A previously unknown Chinese-speaking threat actor has been discovered by threat analysts SentinelLabs who were able to link it to malicious activity going as far back as 2013.
Named Aoqin Dragon, the hacking group is focused on cyber-espionage, targeting government, education, and telecommunication organizations based in Singapore, Hong Kong, Vietnam, Cambodia, and Australia.
The threat actor’s techniques have evolved throughout the years, but some tactics and concepts remain unchanged.
Intrusion and infection tactics
Aoqin Dragon has employed three distinct infection chains since it was first spotted, according to SentinelLabs. The earliest, used between 2012 and 2015, involves Microsoft Office documents that exploit known vulnerabilities like CVE-2012-0158 and CVE-2010-3333.
This tactic was spotted by FireEye in 2014 in a spear-phishing campaign coordinated by the Chinese-backed Naikon APT group, targeting an APAC government entity and a US think tank.
The second infection method is masking malicious executables with fake anti-virus icons, tricking the users into launching them, and activating a malware dropper on their devices.
From 2018 until now, Aoqin Dragon has turned to using a removable disk shortcut file that, when clicked, performs DLL hijacking and loads an encrypted backdoor payload.
The malware runs under the name “Evernote Tray Application” and executes upon system start. If the loader detects removable devices, it also copies the payload to infect other devices on the target’s network.
Aoqin Dragon’s toolset
SentinelLabs has identified two different backdoors used by the particular threat group, Mongall and a modified version of Heyoka. Both are DLLs that are injected into memory, decrypted, and executed.
Mongall has been under development since at least 2013, and recent versions feature an upgraded encryption protocol and Themida wrapping designed to protect it against reverse engineering.
Its primary purpose is to profile the host and send the details to the C2 server using an encrypted channel, but it’s also capable of performing file actions and executing shell.
The other backdoor, Heyoka, is an open-source exfiltration tool that uses spoofed DNS requests to create a bidirectional communication tunnel.
They use this tool when copying files from compromised devices to make it harder for defenders to detect the group’s data theft activity.
Aoqin Dragon’s malware developers have modified Heyoka to create a custom backdoor with support for the following commands:
open a shell
get host drive information
search file function
input data in an exit file
create a file
create a process
get all process information in this host
kill process
create a folder
delete file or folder
The exfil tool also comes with two hardcoded command-and-control (C2) server addresses for redundancy, also used by Mongall, so there’s an overlap in the group’s primary infrastructure.

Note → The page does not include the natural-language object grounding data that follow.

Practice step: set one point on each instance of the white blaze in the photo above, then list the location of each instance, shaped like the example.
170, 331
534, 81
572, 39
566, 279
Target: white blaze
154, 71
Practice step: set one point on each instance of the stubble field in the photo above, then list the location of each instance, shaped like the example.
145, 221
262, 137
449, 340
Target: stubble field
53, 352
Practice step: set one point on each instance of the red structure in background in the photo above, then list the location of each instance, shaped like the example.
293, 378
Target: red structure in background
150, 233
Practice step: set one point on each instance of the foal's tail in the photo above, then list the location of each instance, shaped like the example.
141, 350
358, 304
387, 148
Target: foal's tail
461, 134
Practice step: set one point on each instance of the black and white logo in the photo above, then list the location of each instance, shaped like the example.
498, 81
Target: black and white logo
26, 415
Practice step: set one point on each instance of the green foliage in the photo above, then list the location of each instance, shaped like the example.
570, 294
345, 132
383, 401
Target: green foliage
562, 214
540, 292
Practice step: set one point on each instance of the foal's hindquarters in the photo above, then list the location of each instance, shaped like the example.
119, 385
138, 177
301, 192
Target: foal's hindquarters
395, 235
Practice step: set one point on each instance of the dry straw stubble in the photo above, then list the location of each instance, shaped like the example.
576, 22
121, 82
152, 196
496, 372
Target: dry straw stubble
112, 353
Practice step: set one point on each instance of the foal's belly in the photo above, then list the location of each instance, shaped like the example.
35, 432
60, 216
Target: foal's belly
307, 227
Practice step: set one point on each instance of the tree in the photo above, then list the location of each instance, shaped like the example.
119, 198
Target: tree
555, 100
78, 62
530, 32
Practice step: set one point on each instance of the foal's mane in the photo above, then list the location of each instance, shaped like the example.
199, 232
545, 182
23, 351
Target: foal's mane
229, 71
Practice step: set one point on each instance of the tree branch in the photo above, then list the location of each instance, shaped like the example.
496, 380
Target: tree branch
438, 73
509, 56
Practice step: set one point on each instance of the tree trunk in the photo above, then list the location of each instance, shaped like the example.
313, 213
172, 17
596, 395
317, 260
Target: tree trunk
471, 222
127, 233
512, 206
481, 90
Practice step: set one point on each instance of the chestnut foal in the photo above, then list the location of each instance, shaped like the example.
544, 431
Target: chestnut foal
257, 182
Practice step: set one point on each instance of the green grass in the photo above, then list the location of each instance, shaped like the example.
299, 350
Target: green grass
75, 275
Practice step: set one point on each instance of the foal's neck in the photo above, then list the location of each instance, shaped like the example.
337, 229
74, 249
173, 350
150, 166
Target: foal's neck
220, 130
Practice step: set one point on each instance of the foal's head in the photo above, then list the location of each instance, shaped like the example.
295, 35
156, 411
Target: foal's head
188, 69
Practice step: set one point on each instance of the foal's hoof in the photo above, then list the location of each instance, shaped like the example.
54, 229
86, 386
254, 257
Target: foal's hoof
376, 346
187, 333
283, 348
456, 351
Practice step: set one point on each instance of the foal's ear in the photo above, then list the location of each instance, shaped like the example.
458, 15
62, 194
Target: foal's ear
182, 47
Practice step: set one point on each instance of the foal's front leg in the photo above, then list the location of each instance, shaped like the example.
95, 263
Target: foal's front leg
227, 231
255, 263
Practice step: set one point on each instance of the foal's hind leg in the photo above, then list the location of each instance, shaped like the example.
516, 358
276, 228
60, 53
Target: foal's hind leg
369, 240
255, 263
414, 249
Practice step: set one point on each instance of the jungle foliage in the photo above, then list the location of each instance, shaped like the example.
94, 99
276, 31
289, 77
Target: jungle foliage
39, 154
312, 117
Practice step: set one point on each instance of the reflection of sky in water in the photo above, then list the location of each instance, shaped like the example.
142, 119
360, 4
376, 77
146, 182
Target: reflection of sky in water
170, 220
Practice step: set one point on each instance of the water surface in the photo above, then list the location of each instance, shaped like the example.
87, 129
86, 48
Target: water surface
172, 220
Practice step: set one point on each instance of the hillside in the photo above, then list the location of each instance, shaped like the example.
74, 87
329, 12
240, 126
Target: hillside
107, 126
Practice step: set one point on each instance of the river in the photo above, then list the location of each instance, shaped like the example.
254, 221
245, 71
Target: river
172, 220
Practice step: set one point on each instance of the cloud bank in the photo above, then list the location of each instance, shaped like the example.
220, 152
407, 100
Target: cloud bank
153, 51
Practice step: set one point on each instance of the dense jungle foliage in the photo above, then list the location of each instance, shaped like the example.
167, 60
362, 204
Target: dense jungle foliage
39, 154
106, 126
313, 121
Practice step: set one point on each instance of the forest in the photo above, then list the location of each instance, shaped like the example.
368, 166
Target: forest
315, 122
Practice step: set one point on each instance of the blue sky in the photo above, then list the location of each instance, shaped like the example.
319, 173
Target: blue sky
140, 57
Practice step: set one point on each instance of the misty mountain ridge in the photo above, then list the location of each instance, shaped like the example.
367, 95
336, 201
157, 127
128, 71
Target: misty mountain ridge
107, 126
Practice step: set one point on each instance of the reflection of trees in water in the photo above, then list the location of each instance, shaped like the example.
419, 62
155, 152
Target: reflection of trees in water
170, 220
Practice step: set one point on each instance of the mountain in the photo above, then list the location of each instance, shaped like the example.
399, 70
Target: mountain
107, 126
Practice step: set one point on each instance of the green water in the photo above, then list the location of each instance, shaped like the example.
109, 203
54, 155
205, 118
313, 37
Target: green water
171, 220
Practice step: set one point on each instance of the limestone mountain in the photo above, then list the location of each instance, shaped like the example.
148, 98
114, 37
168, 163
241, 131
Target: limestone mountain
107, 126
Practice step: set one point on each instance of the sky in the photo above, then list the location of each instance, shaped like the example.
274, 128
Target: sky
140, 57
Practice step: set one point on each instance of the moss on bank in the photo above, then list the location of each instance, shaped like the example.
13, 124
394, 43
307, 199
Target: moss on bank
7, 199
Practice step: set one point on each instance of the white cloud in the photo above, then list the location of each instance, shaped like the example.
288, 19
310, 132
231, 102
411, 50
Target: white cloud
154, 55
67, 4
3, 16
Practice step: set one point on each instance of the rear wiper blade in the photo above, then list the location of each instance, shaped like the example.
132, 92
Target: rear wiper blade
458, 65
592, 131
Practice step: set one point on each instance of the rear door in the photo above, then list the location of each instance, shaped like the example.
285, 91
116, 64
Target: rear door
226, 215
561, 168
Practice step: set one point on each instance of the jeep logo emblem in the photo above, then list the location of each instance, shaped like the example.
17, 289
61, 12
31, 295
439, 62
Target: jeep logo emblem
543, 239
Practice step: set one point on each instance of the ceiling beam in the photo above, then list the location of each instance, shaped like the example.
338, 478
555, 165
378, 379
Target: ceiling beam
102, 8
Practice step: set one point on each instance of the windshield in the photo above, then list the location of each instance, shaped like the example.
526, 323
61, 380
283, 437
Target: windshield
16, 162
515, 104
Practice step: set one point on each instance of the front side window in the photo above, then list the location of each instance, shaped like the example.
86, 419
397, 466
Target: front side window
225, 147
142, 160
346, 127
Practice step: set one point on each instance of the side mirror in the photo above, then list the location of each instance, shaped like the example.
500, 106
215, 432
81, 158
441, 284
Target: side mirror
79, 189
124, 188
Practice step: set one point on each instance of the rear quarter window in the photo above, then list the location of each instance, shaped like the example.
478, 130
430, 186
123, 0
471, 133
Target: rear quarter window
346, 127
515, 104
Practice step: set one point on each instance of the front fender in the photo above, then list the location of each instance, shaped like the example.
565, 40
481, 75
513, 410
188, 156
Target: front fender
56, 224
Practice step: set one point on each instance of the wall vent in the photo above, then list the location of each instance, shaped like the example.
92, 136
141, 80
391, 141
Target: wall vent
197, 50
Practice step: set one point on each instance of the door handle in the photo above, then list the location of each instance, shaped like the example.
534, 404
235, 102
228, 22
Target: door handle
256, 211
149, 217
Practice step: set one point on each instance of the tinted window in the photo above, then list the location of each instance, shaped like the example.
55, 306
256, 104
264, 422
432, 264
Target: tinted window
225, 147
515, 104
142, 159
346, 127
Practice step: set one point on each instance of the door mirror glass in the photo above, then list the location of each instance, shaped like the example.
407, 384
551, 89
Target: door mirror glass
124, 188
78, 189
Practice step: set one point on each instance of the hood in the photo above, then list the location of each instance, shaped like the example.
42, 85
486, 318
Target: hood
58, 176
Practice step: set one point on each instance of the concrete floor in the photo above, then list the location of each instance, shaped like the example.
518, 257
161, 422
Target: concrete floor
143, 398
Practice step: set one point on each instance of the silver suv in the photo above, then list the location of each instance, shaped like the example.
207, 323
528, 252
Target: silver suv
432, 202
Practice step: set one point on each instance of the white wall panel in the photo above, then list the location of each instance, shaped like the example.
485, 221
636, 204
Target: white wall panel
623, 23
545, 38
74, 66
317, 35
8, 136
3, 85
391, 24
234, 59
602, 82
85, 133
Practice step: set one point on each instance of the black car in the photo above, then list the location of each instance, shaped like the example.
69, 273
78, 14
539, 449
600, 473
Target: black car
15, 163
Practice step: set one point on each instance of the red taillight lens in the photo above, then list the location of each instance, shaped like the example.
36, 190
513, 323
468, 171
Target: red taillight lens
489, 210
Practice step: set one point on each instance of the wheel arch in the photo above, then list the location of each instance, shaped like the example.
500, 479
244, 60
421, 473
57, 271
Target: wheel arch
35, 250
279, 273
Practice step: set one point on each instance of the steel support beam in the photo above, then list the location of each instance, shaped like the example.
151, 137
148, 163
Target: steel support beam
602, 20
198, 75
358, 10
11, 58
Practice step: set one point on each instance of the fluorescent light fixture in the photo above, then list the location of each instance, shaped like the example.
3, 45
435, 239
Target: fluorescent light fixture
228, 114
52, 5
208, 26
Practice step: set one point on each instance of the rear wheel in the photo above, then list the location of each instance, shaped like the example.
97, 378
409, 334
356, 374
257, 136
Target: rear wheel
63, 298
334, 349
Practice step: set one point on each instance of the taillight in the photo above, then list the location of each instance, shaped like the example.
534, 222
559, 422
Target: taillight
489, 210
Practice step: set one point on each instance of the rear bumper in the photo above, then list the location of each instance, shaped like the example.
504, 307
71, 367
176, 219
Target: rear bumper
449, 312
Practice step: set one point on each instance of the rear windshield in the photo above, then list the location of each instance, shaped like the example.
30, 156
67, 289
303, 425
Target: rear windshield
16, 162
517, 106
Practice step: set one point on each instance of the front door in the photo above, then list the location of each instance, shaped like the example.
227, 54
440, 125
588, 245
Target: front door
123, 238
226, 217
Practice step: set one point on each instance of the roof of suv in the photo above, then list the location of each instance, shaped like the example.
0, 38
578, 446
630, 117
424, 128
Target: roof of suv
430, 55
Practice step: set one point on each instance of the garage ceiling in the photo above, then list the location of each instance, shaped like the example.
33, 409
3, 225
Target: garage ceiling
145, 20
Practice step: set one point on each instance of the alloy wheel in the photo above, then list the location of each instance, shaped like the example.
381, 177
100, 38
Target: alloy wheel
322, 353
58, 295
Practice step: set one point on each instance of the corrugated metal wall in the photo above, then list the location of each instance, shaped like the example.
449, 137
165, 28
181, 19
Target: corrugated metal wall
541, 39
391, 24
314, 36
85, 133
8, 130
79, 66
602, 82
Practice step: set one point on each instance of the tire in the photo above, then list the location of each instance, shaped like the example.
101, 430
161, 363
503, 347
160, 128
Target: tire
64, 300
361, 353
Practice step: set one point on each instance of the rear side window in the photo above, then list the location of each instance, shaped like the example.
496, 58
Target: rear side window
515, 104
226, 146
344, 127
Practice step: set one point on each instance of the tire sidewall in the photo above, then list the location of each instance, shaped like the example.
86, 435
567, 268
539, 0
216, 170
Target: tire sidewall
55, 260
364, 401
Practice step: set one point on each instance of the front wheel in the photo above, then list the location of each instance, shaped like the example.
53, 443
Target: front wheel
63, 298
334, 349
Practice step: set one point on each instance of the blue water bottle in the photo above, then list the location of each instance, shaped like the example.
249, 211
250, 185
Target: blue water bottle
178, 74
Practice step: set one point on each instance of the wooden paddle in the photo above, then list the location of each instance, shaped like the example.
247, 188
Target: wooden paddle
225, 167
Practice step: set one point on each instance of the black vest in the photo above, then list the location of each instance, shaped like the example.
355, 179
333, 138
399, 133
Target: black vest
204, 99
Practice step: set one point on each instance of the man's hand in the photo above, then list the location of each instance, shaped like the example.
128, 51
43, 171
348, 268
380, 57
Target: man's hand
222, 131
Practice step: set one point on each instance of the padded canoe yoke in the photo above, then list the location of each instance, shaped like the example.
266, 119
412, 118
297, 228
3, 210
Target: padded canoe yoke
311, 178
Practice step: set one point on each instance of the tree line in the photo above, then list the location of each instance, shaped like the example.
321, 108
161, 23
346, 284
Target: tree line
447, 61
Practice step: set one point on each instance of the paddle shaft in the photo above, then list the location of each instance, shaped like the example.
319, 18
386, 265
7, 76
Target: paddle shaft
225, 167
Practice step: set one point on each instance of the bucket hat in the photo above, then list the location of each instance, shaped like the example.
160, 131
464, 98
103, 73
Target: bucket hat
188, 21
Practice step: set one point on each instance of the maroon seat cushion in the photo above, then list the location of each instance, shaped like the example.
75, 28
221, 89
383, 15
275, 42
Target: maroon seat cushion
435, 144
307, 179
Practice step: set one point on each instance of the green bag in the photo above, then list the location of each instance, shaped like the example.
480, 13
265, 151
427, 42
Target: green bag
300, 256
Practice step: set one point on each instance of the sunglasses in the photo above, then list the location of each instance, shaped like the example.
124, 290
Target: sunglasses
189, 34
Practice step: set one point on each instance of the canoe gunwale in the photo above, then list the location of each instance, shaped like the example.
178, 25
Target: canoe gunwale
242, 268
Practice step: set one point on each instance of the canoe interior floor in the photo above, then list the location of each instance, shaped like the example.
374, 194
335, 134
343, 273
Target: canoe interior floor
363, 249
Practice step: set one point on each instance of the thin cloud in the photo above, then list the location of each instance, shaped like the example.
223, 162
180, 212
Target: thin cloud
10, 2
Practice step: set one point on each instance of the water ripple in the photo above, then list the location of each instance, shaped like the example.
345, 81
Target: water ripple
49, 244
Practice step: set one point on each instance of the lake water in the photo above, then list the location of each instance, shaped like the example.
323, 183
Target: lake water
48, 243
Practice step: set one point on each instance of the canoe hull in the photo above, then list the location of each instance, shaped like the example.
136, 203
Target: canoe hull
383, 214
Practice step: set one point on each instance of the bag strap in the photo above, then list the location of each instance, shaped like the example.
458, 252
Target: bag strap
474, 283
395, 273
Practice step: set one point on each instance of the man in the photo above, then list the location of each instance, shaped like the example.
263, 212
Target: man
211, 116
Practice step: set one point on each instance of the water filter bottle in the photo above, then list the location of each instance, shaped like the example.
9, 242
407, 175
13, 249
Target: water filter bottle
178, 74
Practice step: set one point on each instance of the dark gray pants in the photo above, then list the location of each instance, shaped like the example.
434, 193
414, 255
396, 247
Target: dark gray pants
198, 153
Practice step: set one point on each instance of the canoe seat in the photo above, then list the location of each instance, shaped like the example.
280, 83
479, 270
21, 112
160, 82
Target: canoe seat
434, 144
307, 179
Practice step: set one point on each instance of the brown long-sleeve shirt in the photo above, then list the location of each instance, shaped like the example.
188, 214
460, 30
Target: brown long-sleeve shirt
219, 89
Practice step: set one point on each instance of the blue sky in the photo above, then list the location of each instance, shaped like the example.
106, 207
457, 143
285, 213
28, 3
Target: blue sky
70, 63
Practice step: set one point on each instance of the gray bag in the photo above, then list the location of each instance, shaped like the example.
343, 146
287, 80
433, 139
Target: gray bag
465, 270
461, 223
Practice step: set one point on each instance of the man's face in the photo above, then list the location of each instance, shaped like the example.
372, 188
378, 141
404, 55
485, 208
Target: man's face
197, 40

“Based on our analysis of the targets, infrastructure and malware structure of Aoqin Dragon campaigns, we assess with moderate confidence the threat actor is a small Chinese-speaking team with potential association to the Naikon APT group, in addition to UNC94,” SentinelLabs said.
Outlook
Aoqin Dragon managed to stay in the shadows for a decade, with only parts of its operation surfacing in older reports [PDF] by cybersecurity firms.
The group has achieved this by continuously evolving its techniques and changing tactics, which will likely happen again following the exposure it got after SentinelLabs’ report.
Considering that its activities align with Chinese government political interests, it’s almost certain that Aoqin Dragon will continue its cyber-espionage operations, improving its detection avoidance and switching to new evasion tactics.